Spencer flipped the card over. “Someone who has delusional fantasies of power, relevance, and omnipotence.”
“Got it,” Ali said, turning away. That definition reminded her of someone: her psychotic sister. Wanting to be the only DiLaurentis girl. Pushing her out of the family by any means possible. And now they were bringing her back.
It was six days, one hour, and twenty-three minutes—roughly—until her sister returned, and Ali had no idea what to do about it. Worse, her family had thrown themselves into preparing for her twin’s return: getting a new quilt for the guest bedroom, buying her a laptop and a desk, inquiring about membership for her at the Rosewood Country Club, setting up an account at the Rosewood pharmacy so they could easily refill her meds. Mrs. DiLaurentis had even had the balls to ask Ali if she had any clothes that she wouldn’t mind giving up—“Courtney” probably needed a few things to start her off. As if Ali was really going to let her wear her jeans and T-shirts! It was incredible: Even though her parents believed the girl in the hospital was the real Courtney, they were still treating her better than they’d ever treated Ali when she was there.
She’d tossed and turned all night, having nightmares about the corridors of the Preserve and the moans she used to hear at the Radley. Could her sister prove, unequivocally, that Ali had lied for all these years—and forced her to take her place in the Preserve? And what could Ali do if she did? It was true, after all.
“Ali?”
Spencer was staring at her, a pencil hovering halfway between her mouth and the paper. Her blue eyes were wide, and strands of hair had come loose from her ponytail. “I asked if you thought Nas would work for the playlist.”
“Oh.” Ali spun her initial ring around her finger. “That sounds good.”
Spencer cocked her head. “Are you okay?”
“Of course!” Ali blurted. Then she shrugged. “I just had a crappy night’s sleep last night. Jason was playing his awful music again; you know how that goes.”
Spencer flipped a page of the textbook. The grandfather clock in the hall bonged out the hour.
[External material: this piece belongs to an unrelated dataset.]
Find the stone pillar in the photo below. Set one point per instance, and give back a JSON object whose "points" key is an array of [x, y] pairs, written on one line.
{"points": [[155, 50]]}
Just as Ali’s mind started to wander into that wasteland of hysteria once more, Spencer slapped the book shut and looked at her phone. “Yes,” she whispered, tapping the screen.
Ali looked up. “What is it?”
Spencer smiled slyly. “Nothing.”
Ali shifted her chair over to get a peek, but Spencer hid the screen with her hand. Not before Ali could see Ian Thomas’s name at the top of a text message, though. “You’re texting Ian,” Ali stated.